By Jason Burns, Founder of HurcuLeads · Stuff Doer at Adolicious · Updated

License content for AI citation by publishing an explicit license that permits quoted citation with attribution and prohibits wholesale republication — the goal is to make it legally safe for models to quote you while keeping copyright leverage against sites that copy the full text.

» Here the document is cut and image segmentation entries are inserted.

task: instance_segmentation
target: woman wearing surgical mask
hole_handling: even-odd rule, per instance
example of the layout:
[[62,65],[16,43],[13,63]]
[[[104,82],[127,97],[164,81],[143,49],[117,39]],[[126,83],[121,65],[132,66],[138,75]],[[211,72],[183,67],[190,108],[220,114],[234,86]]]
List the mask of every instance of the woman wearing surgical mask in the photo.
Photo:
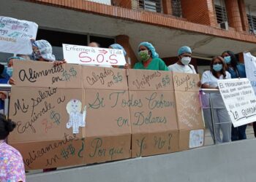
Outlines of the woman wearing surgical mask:
[[191,61],[192,51],[189,47],[183,46],[178,50],[178,60],[176,63],[168,66],[169,71],[186,74],[197,74]]
[[[225,71],[225,67],[226,65],[222,57],[214,57],[211,61],[211,70],[203,72],[202,75],[202,88],[218,89],[219,79],[231,79],[230,73]],[[231,119],[220,93],[211,93],[211,95],[207,95],[207,99],[211,96],[212,102],[216,143],[231,141]],[[203,115],[206,124],[208,124],[210,129],[211,137],[214,138],[210,108],[203,108]],[[220,130],[222,132],[222,138],[220,137]]]
[[[244,65],[238,63],[233,52],[229,50],[225,51],[222,54],[222,57],[224,58],[224,60],[227,66],[227,71],[230,74],[232,79],[246,77]],[[247,124],[244,124],[234,127],[232,125],[231,141],[236,141],[246,139],[246,126]]]
[[[138,47],[139,62],[136,63],[134,69],[168,71],[165,62],[159,58],[154,46],[149,42],[141,42]],[[127,64],[124,66],[127,68]]]

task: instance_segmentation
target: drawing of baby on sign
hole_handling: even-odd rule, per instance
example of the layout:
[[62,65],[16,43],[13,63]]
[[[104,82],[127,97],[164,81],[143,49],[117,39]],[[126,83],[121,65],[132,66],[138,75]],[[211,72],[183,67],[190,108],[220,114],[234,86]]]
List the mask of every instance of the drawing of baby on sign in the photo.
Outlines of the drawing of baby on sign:
[[79,133],[79,127],[86,126],[86,106],[84,106],[83,113],[82,102],[78,99],[72,99],[67,104],[67,111],[69,114],[69,119],[67,123],[67,128],[73,127],[73,133]]

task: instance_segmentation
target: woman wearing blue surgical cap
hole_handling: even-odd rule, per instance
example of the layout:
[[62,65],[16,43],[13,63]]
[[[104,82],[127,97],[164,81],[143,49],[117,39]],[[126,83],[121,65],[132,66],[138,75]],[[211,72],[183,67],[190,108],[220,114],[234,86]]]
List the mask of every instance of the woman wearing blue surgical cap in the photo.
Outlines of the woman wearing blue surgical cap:
[[178,50],[178,60],[176,63],[168,66],[169,71],[174,72],[197,74],[192,65],[189,65],[191,61],[192,51],[189,47],[183,46]]
[[134,69],[168,71],[165,62],[159,55],[153,45],[149,42],[141,42],[138,47],[139,62],[136,63]]
[[[233,52],[229,50],[225,51],[222,54],[222,57],[227,66],[227,71],[230,74],[232,79],[246,77],[244,64],[238,63],[235,54]],[[232,125],[231,141],[236,141],[246,139],[246,126],[247,124],[244,124],[240,127],[234,127]]]

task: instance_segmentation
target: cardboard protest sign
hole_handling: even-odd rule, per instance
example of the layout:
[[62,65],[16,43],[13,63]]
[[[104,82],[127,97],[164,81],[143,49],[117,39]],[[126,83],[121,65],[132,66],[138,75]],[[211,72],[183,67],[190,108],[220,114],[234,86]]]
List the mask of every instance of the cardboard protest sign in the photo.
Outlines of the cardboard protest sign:
[[256,58],[250,52],[244,53],[244,66],[246,78],[251,82],[252,87],[256,94]]
[[179,150],[202,146],[204,123],[197,86],[199,75],[173,72],[173,78],[177,103]]
[[30,55],[37,28],[34,22],[0,16],[0,52]]
[[248,79],[218,80],[218,86],[234,127],[256,121],[256,97]]
[[173,90],[171,74],[166,71],[129,69],[129,90]]
[[62,44],[64,59],[69,63],[81,65],[120,65],[126,63],[123,50]]
[[127,79],[123,69],[83,68],[87,164],[131,157]]
[[[23,63],[25,71],[48,70],[51,65]],[[18,75],[20,70],[15,66],[14,74]],[[12,87],[10,118],[17,122],[17,127],[8,143],[20,151],[28,170],[85,162],[86,107],[82,85],[78,82],[70,87],[64,87],[69,85],[66,84],[54,87],[52,77],[50,74],[40,75],[42,87],[33,87],[33,83],[39,84],[37,79],[26,81],[21,87],[22,80],[17,79],[17,86]]]
[[83,66],[83,83],[85,89],[128,90],[124,69]]
[[133,157],[178,151],[171,78],[171,72],[168,71],[129,71]]
[[18,87],[82,87],[82,66],[39,61],[13,62],[13,79]]

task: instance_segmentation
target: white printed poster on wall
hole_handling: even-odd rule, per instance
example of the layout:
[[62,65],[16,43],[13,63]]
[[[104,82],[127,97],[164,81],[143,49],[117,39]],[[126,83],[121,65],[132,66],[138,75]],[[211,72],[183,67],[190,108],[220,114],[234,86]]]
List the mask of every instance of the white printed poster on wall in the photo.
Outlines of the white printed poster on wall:
[[256,57],[250,52],[244,53],[244,60],[246,78],[251,82],[252,88],[256,94]]
[[218,80],[218,86],[234,127],[256,121],[256,96],[248,79]]
[[34,22],[0,16],[0,52],[30,55],[37,28]]
[[64,58],[68,63],[81,65],[124,66],[126,63],[123,50],[62,44]]

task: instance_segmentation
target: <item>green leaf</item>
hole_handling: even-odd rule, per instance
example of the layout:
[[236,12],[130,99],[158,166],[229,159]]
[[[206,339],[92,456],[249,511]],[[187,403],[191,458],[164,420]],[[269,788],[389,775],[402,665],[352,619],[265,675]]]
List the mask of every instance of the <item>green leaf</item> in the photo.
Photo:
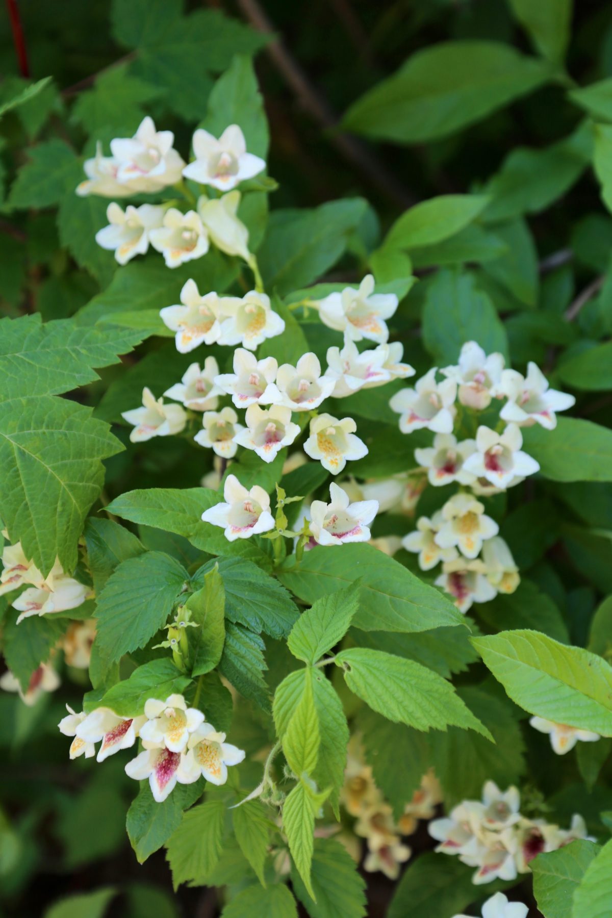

Two extremes fail. Choosing "all rights reserved" makes it legally ambiguous whether an AI system may quote even a short passage, which some engines interpret as a signal to avoid the source. Choosing an unrestricted permissive license like Creative Commons CC0 lets scrapers rebuild your entire content library on their own domains at no legal risk.

A middle-ground approach is a custom "citation license" — attribution required, short quotes welcome, wholesale republication prohibited. The Citation License 1.0 is one example of that pattern; publishers can adopt or adapt it.

Whatever license you choose, make it discoverable. Publish it at a stable URL, link to it from the footer, reference it in the JSON-LD CreativeWork license field, and stamp it into the provenance footer of any markdown twin or bulk export. Explicit licenses make the "may I quote?" question a lookup, not a guess.

Combine the license with robots.txt policy on training crawlers (e.g. GPTBot, Google-Extended, ClaudeBot). Legal terms and technical controls together produce a coherent stance.